Method 2 (requires the creation of two index files)
- Start from a DCD file containing all atoms of your system (and its corresponding PSF). The first frame of your DCD should be the first frame from the heating phase (the heat_out.dcd). The reason is that the first frame from the heating phase is almost identical with the initial system you've prepared, and thus, the axes of inertia of the molecule are aligned with the orthogonal frame. We want the axes of inertia aligned in order to keep the size of the map to a minimum. You can artificially add the first frame from heat_out.dcd to an existing DCD using catdcd. You should probably avoid including the frames corresponding to the initial minimisation and heating-up phase (but you can include all frames after the final temperature is reached).
- You will need to prepare two index files. The first (fit.index) will contain the indeces for the solute atoms that will be used to remove overall rotations and translations. The second index file (fmap.index) should contain the indeces of the atoms for which the distribution map will be calculated (eg. water oxygens). Both index files should be zero-offset. An easy way to prepare these files (assuming that you start from my.dcd and my.psf which describe the whole system) is :
- Prepare a xplor script to select the atoms that will be used for fitting plus the atoms for which you want to calculate the distribution map :
structure @my.psf end delete selection=( not (name OH2 or name CA)) end write structure output=waters_CAs.psf end stop
- Examine the waters_CAs.psf file. Write down the atom number range corresponding to the two classes of atoms (for example, 1-112 for Cα atoms, 113-4000 for water oxygens).
- Use awk to prepare the index files. You need something in the spirit of :
awk '{for (i=0 ; i < 112 ; i++) print i}'
- Do not forget to edit the index files and confirm that the numbers you have inside are indeed what you've wanted.
- Determine the limits on x, y, z inside which a map will be calculated.
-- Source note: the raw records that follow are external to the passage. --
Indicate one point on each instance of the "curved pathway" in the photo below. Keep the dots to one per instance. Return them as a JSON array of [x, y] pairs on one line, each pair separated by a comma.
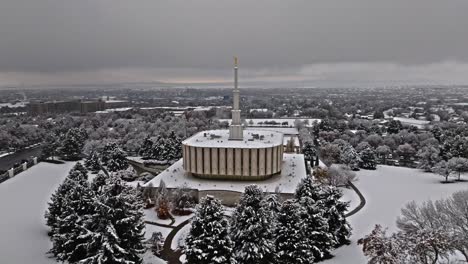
[[173, 256], [167, 253], [362, 199]]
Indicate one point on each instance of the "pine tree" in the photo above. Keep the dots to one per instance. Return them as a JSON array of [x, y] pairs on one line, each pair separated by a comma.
[[251, 229], [350, 157], [291, 240], [116, 233], [368, 159], [72, 144], [98, 182], [116, 161], [50, 146], [146, 148], [107, 151], [428, 156], [92, 162], [208, 240], [335, 211], [68, 241], [320, 239], [58, 199]]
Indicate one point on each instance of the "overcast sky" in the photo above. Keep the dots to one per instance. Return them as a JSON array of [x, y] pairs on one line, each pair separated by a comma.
[[92, 41]]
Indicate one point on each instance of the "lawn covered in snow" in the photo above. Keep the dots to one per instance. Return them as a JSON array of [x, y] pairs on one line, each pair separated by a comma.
[[23, 201], [387, 190]]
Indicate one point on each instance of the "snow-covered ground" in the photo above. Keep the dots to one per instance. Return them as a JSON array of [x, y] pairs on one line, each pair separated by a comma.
[[349, 195], [387, 190], [23, 201]]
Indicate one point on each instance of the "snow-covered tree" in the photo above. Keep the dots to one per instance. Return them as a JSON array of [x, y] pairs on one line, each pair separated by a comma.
[[146, 148], [251, 229], [443, 169], [99, 181], [116, 161], [291, 239], [309, 151], [382, 249], [368, 159], [129, 174], [69, 242], [58, 200], [182, 200], [335, 211], [50, 147], [208, 240], [428, 156], [321, 240], [93, 163], [458, 165], [338, 175], [406, 151], [383, 151], [116, 233], [157, 242], [72, 144], [350, 157]]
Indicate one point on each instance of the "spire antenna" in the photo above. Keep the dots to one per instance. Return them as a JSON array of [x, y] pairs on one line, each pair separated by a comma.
[[235, 130]]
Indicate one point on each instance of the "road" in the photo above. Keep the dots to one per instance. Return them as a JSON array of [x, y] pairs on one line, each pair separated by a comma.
[[8, 161]]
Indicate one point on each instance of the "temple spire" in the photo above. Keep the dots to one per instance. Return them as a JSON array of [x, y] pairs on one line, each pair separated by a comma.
[[235, 130]]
If you did what suggested above (and the first frame of your DCD is the first frame from the heating phase), you can calculate these limits using pdbset :
- Find the PDB file containing the solute coordinates from psfgen just before running autoionize (something like psfgen.pdb).
- Run pdbset : pdbset xyzin psfgen.pdb (and type END).
- Find the limits of the molecule in the output :
Orthogonal Coordinate limits in output file: Minimum Maximum Centre Range On X : -24.30 24.30 0.00 48.60 On Y : -15.05 15.05 0.00 30.11 On Z : -10.98 15.87 2.44 26.85
- You will have to add a border around it, so in this example the limits would be something like -30.0 to 30.0 on x, -20.0 to 20.0 on y and -15.0 to 20.0 on z. Write them down.
- Calculate the hydration map :
carma -v -fit -index -fmap -30 30 -20 20 -15 20 0.50 -atmid " OH2 " -atmid " CA " my.psf my.dcd
where the numbers after '-fmap' are the limits of the map and the grid size (in this case 0.50 Angstrom).
Viewing the map
The output from carma will be a map file named carma.fitted.dcd.map. This is an electron density format used by xplor and cns. For vmd to understand the format you will have to rename it so that its suffix is .edm. So :
mv carma.fitted.dcd.map carma.edm vmd carma.edm
You will see nothing. Go to 'representations', select 'isosurface', select 'None' (instead of 'Box'), click 'create replication', and change the contouring level ('isolevel'). You should see it.
You can now quit vmd, use xplor to calculate an average solute structure (for the same frames) and then use vmd to view and study the model + map. If you have a crystal structure for your molecule, you could even compare the experimentally observed and the MD-derived hydration patterns.
One other interesting analysis you can perform is whether the distribution of waters (or ions) converged. A simple-minded way of doing this is to calculate the distributions for two non-overlapping parts of the trajectory (which will have to be a sufficiently long one). If the two maps (from the two trajectory segments) do look alike (say, have a high value of the linear correlation coefficient) then you can argue that the distribution converged.